Vincent Smith can probably still feel the impact that Jadeveon Clowney unleashed on him on New Year’s Day in 2013. It was the Outback Bowl; Michigan had the ball near midfield with 8:22 remaining, and they were clinging to a 1 point lead. The ball was snapped, and Smith seized the handoff and squinted up the field to assess his blocking on a standard power play to the left side. But instead of blocking, Smith was hailed by a flash of crimson and white; the sun gleaming off of the helmet of Jadeveon Clowney as Smith was catapulted backwards like he was shot out of a cannon. Smith’s helmet was dislodged, the ball was in Clowney’s arms, and South Carolina went on to win the Outback Bowl to the tune of 33-28.
Plays like these are why NFL scouts are salivating over Jadeveon Clowney’s potential. His physical gifts are incomparable – at 6’6 and 274 pounds (with room to grow), Clowney has the prototypical size to be a force off the edge of any NFL defensive line. His agility, acceleration, and sheer athleticism have scouts touting him as a surefire top five pick, if not the top overall selection when the Houston Texans approach the podium.
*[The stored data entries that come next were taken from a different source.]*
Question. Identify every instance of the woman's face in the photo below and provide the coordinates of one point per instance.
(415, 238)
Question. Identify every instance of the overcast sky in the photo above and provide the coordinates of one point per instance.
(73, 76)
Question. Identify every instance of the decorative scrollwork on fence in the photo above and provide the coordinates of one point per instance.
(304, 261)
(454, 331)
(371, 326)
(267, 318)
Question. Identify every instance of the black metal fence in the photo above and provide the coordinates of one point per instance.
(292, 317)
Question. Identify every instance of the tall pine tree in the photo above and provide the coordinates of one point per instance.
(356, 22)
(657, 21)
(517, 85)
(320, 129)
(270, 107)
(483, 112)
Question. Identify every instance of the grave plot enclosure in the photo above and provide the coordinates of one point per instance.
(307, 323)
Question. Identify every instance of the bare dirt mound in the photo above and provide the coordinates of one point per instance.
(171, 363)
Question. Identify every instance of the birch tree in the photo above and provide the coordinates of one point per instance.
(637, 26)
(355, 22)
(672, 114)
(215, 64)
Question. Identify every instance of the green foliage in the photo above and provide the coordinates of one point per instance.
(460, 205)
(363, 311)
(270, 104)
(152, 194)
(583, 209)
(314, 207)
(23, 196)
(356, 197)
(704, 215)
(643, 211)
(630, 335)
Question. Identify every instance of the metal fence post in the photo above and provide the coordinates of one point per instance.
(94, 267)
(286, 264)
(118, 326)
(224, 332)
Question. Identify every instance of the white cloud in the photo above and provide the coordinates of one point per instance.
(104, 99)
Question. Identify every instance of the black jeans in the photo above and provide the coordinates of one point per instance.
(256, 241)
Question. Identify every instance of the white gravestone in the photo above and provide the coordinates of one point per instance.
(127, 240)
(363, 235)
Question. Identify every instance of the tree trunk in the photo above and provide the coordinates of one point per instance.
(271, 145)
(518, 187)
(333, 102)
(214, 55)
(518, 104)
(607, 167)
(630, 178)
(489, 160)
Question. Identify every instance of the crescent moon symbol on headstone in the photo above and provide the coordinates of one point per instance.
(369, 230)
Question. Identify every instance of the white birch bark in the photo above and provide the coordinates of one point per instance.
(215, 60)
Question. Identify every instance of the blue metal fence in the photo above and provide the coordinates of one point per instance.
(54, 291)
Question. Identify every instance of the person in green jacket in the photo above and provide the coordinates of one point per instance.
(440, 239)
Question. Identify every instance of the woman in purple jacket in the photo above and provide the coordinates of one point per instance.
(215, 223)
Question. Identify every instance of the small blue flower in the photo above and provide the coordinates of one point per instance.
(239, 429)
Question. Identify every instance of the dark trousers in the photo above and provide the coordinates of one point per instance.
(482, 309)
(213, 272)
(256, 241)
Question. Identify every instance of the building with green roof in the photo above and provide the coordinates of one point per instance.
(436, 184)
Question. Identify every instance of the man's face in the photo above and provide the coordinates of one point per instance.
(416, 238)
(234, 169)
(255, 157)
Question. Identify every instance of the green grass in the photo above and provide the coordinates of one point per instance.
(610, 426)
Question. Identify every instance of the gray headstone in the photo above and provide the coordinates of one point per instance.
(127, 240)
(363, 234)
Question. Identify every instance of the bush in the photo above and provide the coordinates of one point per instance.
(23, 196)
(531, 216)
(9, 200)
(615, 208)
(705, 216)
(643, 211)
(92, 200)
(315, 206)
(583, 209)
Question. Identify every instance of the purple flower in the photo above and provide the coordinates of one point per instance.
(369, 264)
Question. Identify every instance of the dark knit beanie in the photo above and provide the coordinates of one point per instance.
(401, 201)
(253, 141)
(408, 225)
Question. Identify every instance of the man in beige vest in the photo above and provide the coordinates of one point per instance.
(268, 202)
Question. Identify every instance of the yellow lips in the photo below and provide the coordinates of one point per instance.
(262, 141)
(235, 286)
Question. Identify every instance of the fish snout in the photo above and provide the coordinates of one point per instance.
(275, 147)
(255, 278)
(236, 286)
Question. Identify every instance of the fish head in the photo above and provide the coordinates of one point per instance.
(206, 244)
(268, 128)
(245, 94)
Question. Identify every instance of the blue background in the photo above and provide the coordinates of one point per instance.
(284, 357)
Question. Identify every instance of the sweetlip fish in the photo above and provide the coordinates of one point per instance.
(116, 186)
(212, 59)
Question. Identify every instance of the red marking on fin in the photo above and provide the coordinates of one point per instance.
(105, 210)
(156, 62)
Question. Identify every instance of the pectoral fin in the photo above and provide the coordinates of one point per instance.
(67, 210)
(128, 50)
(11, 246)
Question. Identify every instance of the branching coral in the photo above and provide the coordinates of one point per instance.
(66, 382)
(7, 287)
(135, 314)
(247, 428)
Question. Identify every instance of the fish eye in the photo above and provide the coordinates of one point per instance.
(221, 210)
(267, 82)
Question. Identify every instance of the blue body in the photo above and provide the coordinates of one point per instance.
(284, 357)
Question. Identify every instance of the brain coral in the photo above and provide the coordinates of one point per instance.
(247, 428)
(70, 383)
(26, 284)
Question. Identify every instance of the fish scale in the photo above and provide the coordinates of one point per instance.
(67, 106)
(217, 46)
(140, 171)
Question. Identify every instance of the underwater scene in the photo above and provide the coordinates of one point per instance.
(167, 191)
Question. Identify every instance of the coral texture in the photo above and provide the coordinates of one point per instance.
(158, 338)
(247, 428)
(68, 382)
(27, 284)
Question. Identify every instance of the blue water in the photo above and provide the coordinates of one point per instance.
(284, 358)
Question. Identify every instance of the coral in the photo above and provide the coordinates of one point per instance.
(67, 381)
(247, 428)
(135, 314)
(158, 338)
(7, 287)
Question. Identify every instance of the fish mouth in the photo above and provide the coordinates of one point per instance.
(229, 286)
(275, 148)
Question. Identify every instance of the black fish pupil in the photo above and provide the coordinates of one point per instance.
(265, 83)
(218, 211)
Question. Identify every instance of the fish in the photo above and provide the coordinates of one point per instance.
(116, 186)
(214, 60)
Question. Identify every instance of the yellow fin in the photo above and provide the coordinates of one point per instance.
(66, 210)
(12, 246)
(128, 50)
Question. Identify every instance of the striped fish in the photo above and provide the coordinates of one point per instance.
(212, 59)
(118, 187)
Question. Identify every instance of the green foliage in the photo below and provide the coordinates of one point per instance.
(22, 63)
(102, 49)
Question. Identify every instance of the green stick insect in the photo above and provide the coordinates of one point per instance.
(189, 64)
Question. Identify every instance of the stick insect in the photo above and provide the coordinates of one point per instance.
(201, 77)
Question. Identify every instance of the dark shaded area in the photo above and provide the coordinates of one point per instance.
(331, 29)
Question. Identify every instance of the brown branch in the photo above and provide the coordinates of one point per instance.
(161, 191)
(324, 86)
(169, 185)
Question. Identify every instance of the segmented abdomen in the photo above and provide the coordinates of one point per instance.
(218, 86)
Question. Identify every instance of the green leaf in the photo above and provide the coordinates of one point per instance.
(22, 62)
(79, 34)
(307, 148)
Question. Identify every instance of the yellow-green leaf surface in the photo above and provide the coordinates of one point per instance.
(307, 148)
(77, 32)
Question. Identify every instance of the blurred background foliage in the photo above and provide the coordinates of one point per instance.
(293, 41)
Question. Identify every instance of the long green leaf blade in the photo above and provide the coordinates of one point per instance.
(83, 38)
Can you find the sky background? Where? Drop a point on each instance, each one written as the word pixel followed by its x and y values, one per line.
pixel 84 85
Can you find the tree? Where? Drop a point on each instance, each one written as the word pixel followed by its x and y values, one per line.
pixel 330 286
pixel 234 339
But Clowney is not without his detractors. Questions abound regarding Clowney’s work ethic, his professionalism, and his coachability. At South Carolina, Clowney would appear to take plays, series, or even games off, and even his coach is on the record as describing Clowney’s work ethic as simply “ok.” Missing with a top five pick could cost a general manager his job, so any doubts or risks regarding a player’s ability to succeed at the next level could be enough to send them tumbling down the draft boards. Clowney has worked hard to try and shed his label as a lazy player, but could these doubts keep teams away come draft day?
At the end of the day, Clowney’s transcendent talent will overshadow whatever doubts linger regarding his intangibles. Seattle’s dominant defensive showing at the Super Bowl reminded the NFL of the importance of defense in this ‘offensive’ era, and teams must rush the passer and stop the run in order to assemble a dominant defense. Truly elite pass rushers are nearly impossible to come by, and NFL teams simply cannot pass up the opportunity to draft one regardless of doubts around work ethic or demeanor. If Clowney doesn’t go to the Texans with the first overall pick (which he very well could), I would expect the phones in St. Louis to ring off the hook with trade scenarios to grab Clowney with the second pick. As the Rams are set at the edge with Chris Long and Robert Quinn, I expect Jadeveon Clowney to be drafted with the second pick to a team like the Falcons or even the Browns.